I hope you will join us starting tomorrow on 360 -- John?
COOPER: Anderson, the mandate of the African union to protect people in the western Darfur region was recently extended until the end of this year, but do people there expect that anything different is going to happen and has been happening under the African Union for the past few months?
COOPER: It is hard to be very optimistic and especially for people there. You know the African Union, that while they have troops there, they are very poorly equipped. They lack a lot of infrastructure. They lack manpower. They lack high technology weapons. And a mandate to really try to have a robust peacekeeping force. So there's not a lot of optimism. There is so much that needs to be done and a lot of people looking to the world community, perhaps even NATO to get involved. That right now though, of course, in the current political climate seems unlikely -- John.
ROBERTS: Great reporting there. Thanks, Anderson. We'll see you again tomorrow night.
More of 360 in a moment. Stay with us.
(COMMERCIAL BREAK)
ROBERTS: Tomorrow on "AMERICAN MORNING," spinach is going back on supermarket shelves. How safe is it? The FDA says there is no cause for concern, but understandably some customers are still weary.
(BEGIN VIDEO CLIP)
UNIDENTIFIED MALE: I'll have to wait for a while. I am not going to rush up on it.

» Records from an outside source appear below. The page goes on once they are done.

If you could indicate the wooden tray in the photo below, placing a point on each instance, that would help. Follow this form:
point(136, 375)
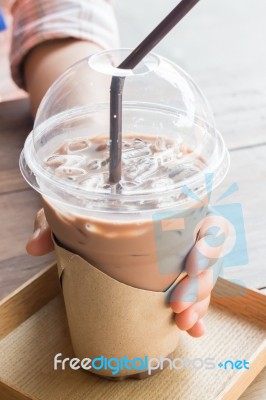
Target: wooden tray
point(34, 328)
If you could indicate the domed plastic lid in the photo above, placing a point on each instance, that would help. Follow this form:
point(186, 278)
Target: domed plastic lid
point(169, 137)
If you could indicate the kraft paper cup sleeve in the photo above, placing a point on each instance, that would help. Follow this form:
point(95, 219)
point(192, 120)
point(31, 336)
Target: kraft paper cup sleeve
point(108, 318)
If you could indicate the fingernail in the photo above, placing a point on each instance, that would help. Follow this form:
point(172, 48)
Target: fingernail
point(35, 234)
point(194, 317)
point(203, 263)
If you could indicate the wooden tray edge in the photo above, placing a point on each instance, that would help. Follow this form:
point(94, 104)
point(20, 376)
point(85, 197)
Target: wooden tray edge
point(44, 286)
point(238, 387)
point(242, 300)
point(8, 392)
point(28, 298)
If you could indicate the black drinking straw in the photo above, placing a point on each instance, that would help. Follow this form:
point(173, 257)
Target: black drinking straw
point(117, 83)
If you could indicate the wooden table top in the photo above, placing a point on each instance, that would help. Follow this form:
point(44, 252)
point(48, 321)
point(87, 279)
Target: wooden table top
point(224, 53)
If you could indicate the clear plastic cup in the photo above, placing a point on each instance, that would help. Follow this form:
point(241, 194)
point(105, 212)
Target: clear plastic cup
point(140, 230)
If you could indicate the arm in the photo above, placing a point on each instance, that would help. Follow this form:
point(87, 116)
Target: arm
point(50, 35)
point(47, 61)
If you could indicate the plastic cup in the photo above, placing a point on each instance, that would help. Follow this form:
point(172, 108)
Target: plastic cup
point(140, 231)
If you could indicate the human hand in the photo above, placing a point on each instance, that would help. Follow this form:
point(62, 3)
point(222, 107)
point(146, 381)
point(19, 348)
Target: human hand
point(191, 297)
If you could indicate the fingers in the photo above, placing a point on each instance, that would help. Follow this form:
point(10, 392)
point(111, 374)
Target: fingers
point(194, 289)
point(209, 247)
point(40, 242)
point(187, 319)
point(197, 330)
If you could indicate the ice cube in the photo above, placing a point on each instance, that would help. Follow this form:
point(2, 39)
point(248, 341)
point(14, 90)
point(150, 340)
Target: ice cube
point(78, 144)
point(182, 172)
point(93, 181)
point(55, 160)
point(65, 171)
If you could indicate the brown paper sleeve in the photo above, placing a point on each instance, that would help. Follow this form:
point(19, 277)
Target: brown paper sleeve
point(110, 319)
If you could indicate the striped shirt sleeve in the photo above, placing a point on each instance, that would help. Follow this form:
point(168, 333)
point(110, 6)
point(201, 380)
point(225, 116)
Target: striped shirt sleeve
point(36, 21)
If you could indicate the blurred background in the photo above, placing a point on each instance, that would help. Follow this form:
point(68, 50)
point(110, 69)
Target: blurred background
point(220, 43)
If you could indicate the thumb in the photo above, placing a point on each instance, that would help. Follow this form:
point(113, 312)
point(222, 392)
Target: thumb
point(40, 242)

UNIDENTIFIED FEMALE: As soon as I hear a lot of people actually buying it and they are OK off of it, that's when I'll probably start buying it.
(END VIDEO CLIP)
ROBERTS: Three weeks after an E. Coli outbreak, will consumer fear damage the bottom line?
That and all the latest news, tomorrow on "AMERICAN MORNING," starting at 6 a.m.
That's it for 360 for this Monday night. I'm John Roberts. Anderson will have more from Congo tomorrow.